ABSTRACT

The first publications about low-level laser therapy (LLLT) (then called laser biostimulation) appeared more than 40 years ago. Since then, more than 4000 studies have been published on this still-controversial topic (Tuner and Hode 2010). In the 1960s and 1970s, doctors in Eastern Europe, and especially in the Soviet Union and Hungary, actively developed laser biostimulation. However, scientists around the world harbored an open skepticism about the credibility of studies stating that low-intensity visible-laser radiation acts directly on an organism at the molecular level. Supporters in Western countries, such as Italy, France, and Spain, as well as in Japan and China, also adopted and developed this method, but the method was-and still remainsoutside mainstream medicine.

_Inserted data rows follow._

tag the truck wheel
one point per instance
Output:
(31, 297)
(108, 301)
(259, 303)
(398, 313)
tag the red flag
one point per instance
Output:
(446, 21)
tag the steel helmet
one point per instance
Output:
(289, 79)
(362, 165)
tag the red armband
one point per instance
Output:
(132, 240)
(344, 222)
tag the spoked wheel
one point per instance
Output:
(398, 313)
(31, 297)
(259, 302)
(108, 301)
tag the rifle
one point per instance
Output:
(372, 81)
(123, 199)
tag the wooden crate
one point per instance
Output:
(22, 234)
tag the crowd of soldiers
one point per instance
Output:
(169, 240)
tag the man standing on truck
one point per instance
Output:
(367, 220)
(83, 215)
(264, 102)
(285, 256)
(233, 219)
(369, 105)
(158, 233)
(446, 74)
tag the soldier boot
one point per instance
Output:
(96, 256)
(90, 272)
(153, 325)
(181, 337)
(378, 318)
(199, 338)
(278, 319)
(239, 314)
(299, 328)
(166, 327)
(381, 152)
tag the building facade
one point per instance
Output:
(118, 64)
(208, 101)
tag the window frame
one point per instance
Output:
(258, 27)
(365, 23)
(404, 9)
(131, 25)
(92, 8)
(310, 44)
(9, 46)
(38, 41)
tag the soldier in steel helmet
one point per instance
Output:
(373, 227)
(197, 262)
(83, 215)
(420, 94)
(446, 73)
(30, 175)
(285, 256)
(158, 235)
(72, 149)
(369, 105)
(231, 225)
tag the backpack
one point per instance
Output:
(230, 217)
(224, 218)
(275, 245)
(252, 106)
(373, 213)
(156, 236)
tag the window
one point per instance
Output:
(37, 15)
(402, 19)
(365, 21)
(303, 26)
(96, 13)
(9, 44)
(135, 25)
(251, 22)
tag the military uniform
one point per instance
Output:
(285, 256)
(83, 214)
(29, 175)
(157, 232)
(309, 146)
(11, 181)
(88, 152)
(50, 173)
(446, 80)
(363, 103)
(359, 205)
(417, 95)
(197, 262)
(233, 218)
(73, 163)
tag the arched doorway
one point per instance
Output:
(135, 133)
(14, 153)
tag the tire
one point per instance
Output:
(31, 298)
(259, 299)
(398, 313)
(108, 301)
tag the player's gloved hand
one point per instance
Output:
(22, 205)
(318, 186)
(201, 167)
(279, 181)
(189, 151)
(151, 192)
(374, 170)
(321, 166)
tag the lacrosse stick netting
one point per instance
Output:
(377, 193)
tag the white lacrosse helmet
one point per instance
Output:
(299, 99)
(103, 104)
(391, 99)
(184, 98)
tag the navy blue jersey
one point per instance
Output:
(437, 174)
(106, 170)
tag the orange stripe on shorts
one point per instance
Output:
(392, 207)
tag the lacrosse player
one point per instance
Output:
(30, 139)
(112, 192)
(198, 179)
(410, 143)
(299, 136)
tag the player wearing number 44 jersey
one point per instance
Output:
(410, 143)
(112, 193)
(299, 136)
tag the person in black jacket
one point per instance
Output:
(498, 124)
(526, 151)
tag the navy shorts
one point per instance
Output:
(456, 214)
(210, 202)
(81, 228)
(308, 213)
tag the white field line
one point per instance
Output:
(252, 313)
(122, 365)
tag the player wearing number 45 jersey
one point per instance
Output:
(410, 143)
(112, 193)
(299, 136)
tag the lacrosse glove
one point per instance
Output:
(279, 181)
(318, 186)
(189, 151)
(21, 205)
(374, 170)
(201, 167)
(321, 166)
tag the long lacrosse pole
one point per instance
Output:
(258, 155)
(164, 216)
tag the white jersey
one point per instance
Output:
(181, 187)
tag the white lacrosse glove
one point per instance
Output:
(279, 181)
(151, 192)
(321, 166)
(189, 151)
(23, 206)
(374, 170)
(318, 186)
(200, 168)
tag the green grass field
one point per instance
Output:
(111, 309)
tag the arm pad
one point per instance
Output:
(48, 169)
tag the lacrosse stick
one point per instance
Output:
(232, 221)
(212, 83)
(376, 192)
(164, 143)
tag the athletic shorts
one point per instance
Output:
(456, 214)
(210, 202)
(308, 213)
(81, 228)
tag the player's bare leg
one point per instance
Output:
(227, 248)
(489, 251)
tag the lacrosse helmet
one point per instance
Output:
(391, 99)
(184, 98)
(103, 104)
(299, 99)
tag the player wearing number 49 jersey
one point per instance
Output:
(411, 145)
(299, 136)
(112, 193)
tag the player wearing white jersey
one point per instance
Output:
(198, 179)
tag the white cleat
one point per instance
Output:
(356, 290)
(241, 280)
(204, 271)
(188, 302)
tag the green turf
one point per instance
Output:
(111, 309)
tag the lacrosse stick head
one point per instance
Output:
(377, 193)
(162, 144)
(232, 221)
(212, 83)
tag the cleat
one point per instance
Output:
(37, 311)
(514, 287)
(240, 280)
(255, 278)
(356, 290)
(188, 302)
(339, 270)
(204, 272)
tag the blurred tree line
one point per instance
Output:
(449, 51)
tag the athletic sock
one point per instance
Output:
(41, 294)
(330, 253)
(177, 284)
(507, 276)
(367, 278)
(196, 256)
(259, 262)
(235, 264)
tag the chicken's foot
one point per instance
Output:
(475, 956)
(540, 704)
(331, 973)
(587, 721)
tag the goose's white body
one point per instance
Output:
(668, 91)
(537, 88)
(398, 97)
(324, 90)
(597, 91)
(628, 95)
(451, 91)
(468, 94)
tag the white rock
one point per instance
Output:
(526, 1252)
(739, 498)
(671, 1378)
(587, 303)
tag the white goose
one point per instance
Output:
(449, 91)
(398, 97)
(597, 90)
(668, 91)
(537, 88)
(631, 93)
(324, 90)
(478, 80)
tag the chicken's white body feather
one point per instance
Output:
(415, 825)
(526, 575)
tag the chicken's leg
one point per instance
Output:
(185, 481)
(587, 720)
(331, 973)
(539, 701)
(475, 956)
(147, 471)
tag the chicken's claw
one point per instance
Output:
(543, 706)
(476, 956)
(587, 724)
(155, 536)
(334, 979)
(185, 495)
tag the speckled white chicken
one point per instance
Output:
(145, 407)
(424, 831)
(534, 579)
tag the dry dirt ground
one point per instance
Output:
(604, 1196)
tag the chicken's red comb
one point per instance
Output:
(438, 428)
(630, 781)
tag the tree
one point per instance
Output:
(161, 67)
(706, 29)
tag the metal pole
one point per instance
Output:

In the past several years, some excellent experimental work was performed in the United States (Anders 2009; Eells et al. 2003, 2004; Pal et al. 2007; Wong-Riley et al. 2001, 2005; Wu et al. 2009). The controversial points of laser biostimulation, which were topics of great interest at that time, were analyzed in reviews that appeared in the late 1980s (Karu 1987, 1989). Since then, medical treatment with coherentlight sources (lasers) or noncoherent light [light-emitting diodes (LEDs)] has passed through its childhood and adolescence. Most of the controversial points from the childhood period are no longer topical. Currently, low-power laser therapy-also called LLLT or photobiomodulation-is considered part of light therapy as well as physiotherapy (Karu 2003, 2007). In fact, light therapy is one of the oldest therapeutic methods used by humans [historically as sun therapy and later as color light therapy and

ultraviolet (UV) therapy]. A short history of experimental work with colored light on various kinds of biological subjects can be found elsewhere (Karu 1987, 1989). The use of lasers and LEDs as light sources was the next step in the technological development of light therapy.